«Nato und EU vor der Haustüre Russlands»

«Nato und EU vor der Haustüre Russlands»

Interview mit Nationalrat Geri Müller, Grüne Partei, Mitglied der aussenpolitischen Kommission des Nationalrats

Zeit-Fragen: Kurz nachdem das Flugzeug der Malaysia Airlines abgestürzt war, begannen die Schuldzuweisungen gegenüber Putin. Er sei letztlich für den Abschuss der Maschine verantwortlich. Wie beurteilen Sie diese Aussagen, was haben Sie für Informationen betreffend den Absturz?

Nationalrat Geri Müller: Im Krieg stirbt die Wahrheit als erstes. Das ist auch hier so. Schuld ohne Beweise zuzuweisen, ist töricht. Jetzt arbeitet eine internationale Untersuchungskommission, welche hoffentlich gut begründet herausfinden kann, wer für den Absturz verantwortlich ist. Ich habe sehr verschiedene Informationen dazu erhalten, eben auch widersprüchliche.

Ist es plausibel, dass Russland hinter dem Abschuss steckt?

Bis zum Untersuchungsergebnis gilt die Unschuldsvermutung.  

Der Konflikt um die Ukraine hat seinen Ursprung, so wird zumindest behauptet, auf dem Maidan in Kiew. Der Westen gibt Russland und letztlich Putin die Schuld dafür.Können Sie sich dieser Auffassung anschliessen?

Diese These ist zu einfach. Als Gorbatschow 1991 die Sowjetunion für beendet erklärte, rief er Europa dazu auf, zwischen Russland und dem ehemaligen «Eisernen Vorhang» das «gemeinsame Haus Europa» zu schaffen. Damit meinte er, eine Verbindung zwischen Osten und Westen zu kreieren, welche weder der «Europäischen Gemeinschaft» noch dem «Rat für gegenseitige Wirtschaftshilfe» (RGW) und weder der Nato noch dem «Warschauer Pakt» angehören soll. Heute stehen die Nato und die Europäische Union vor der Haustüre Russlands. Russland sieht sich durch die Integration der Ukraine und eventuell später Belarus und Kasachstan umstellt.

Die Abspaltung der Halbinsel Krim und die Aufnahme derselben in die Russische Föderation wird vor allem von den Ländern verurteilt, die den Kosovo sofort nach der einseitigen Unabhängigkeitserklärung durch das kosovarische Parlament als neuen Staat anerkannten. Wie erklären Sie dieses Verhalten?

Beide Aktionen sind Verletzungen des Internationalen Völkerrechts. Das ist Fakt. Es wird nicht besser, wenn beide Seiten behaupten: «Ich nicht, du aber auch!»

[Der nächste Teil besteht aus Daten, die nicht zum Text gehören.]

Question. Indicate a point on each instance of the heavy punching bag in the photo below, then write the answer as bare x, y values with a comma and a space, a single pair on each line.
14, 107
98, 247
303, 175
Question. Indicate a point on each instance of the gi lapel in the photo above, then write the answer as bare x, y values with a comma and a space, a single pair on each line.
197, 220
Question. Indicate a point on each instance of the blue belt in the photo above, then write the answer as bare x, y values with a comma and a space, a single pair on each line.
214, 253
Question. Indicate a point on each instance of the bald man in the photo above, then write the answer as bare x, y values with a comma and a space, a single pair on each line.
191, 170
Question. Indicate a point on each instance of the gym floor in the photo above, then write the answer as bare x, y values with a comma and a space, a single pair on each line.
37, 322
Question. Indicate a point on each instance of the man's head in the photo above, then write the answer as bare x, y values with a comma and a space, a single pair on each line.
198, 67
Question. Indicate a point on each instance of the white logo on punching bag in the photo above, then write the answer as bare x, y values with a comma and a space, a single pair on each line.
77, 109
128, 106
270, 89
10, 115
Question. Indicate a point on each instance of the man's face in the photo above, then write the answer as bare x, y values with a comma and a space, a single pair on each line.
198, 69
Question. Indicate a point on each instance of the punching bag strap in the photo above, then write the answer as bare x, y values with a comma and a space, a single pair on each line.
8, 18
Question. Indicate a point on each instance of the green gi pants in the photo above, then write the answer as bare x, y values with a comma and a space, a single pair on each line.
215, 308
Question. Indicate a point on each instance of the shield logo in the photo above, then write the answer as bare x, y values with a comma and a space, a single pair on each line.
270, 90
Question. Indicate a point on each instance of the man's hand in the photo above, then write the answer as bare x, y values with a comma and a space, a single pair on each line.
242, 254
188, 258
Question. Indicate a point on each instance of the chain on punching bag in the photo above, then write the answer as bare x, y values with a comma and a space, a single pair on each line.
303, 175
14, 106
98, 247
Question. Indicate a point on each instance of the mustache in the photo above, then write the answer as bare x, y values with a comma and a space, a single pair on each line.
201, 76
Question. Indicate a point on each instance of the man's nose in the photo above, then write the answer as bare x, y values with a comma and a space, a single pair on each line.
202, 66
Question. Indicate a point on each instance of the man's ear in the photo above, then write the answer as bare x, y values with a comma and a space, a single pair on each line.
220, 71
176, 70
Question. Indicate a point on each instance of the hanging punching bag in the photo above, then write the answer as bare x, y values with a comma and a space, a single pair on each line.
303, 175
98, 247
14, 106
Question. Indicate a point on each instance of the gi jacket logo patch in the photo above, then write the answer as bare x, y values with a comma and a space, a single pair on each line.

Welche Rolle spielen die USA und die EU in der Auseinandersetzung um die Ukraine?

Beide würden sich darüber freuen, wenn die Ukraine ein weiteres Mitglied der EU und Nato werden würde.

Wie sollte Russland auf die Politik des «Westens» reagieren?

Politisch, meinetwegen auch wirtschaftlich, aber sicher nicht militärisch. Russland ist Mitglied der Uno und zugleich ständiges Mitglied des Sicherheitsrates.

Von vereinzelten Politikern in der Schweiz, wird verlangt, dass sich die Schweiz den Sanktionen der USA und der EU anschliessen solle. Manche gehen so weit, dass sie verlangen, die Feierlichkeiten mit Russland, 200 Jahre diplomatische Beziehungen zwischen beiden Ländern, abzusagen.  Wie sehen Sie das?

Welche Sanktionen denn? Reiseverbote? Die Schweiz ist neutral und soll sich nicht in diesen Konflikt einmischen. Die 200jährigen diplomatischen Beziehungen mit Russland zeigen auf, dass Russland immer wieder integrierte und integriert wurde, da haben die Schweiz und Russland jeweils ihre Rollen gut gespielt. Vor zweihundert Jahren war es der Russische Gesandte in Wien, der forderte, die Schweiz solle eine Nation bleiben, Schweizer waren keine am Kongress. Und es waren Schweizer, welche Russland 1992 in den Europarat vorschlugen und die Russen 2010 gewannen, in der WTO mitzumachen. Und das alles ohne Krieg. Und diese Geschichte soll man nun mit einem Boykott der Erinnerung an das friedliche Verhalten brechen? Wir haben von 1914 gelernt, dass nicht Öl nachgegossen werden soll, wenn Feuer brennt.

Welche Rolle könnte und müsste die Schweiz in diesem Konflikt spielen, auch in bezug auf den Flugzeugabsturz?

Die Schweiz spielt bisher eine sehr gute Rolle, nämlich die zwischendrin. Da gehört sie hin, vor allem dann, wenn beide Seiten sie kritisieren.